What I would like to also see in these types of well written articles is the answer to questions like "what can you do with Rust that you can not do with C?"
Most answers will focus on safety, but setting that aside, there's one thing Rust has which AFAIK C doesn't have: fat pointers. They're the implementation detail behind both array slices (keeping together the pointer to the first element and the length) and trait references (keeping together the pointer to the object and the pointer to the vtable).
Preface: This is an honest question, not an attempt to start a "which language is better" war.
I'm proficient in C#. I haven't yet encountered any problems I can't solve with C# and the .Net open source ecosystem. (Perhaps that says more about the banality of the problems I'm solving than about .Net, but there you are.)
What would Rust give me the tools to do that I can't already accomplish with C# / .Net Core?
Rust is a systems (i.e. lower level) language similar to C and C++ that can be compiled to native standalone executables.
If you're primarily doing app dev work, be it desktop or web, you wouldn't really benefit much from it. Although I think Rust code can be compiled to wasm so you could use it as part of webdev work.
I've mostly used web-specialized programming languages like JavaScript and PHP, and some Python. Some of the unique characteristics of Rust have been trickier for me to pick up.
This looks like a fun and useful article, but I'd also recommend Rustlings to anyone interested in learning Rust.
Colour me impressed. Spot check on the python thing I build yesterday has an equivalent
>A rust device driver for the Bosch BME280 temperature, humidity, and atmospheric pressure sensor and the Bosch BMP280 temperature, and atmospheric pressure sensor
Rust is a language that just doesn't go into my head.
And whenever I have a question the community either downvotes or ignores me.
The readability is bad.
The error messages don't make sense.
This type of post only covers the syntax basics.
There's nowhere to turn to for applied concepts.
It's like Ultima Online back in the day. Everyone loved it but every time I tried i fell asleep and just couldn't get into it.
I'm semi happy with Go. It's a hands on language that is fast enough. But it's missing elegance and something I can't put my finger on is missing.

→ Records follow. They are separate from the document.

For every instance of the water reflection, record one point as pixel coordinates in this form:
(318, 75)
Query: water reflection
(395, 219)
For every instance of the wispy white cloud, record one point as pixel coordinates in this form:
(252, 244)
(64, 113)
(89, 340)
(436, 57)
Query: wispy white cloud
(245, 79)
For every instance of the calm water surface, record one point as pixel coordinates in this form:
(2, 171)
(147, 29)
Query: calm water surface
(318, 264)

But Rust, it feels like a step back.
What do I think in? Boxes? Wrap unwrap move what? It's so hipster I just hate it. And compilation takes a lot of resources and time. Hell, Java makes more sense to me than Rust.
And why all those macros?
And impl for order is backwards.
Why couldn't the word class be used, no they just want to be different for the sake of being different. It's a language for hipster rebels without a cause.
Rust does not have sealed traits, though you can sorta contort the privacy system to do similar things if you want. We also do not have structural typing. (Generally; tuples are structurally typed but nothing else is)
A lot of Rust’s language people did a lot in Scala. The language’s are pretty different IMHO.
As was explained to me, Rust has heritage from OCaml. If one squints, they can even see it still beneath the surface. I hear the original compiler was even written in OCaml.
I'm curious what other what other developers who primarily use Python think of this article and Rust in general?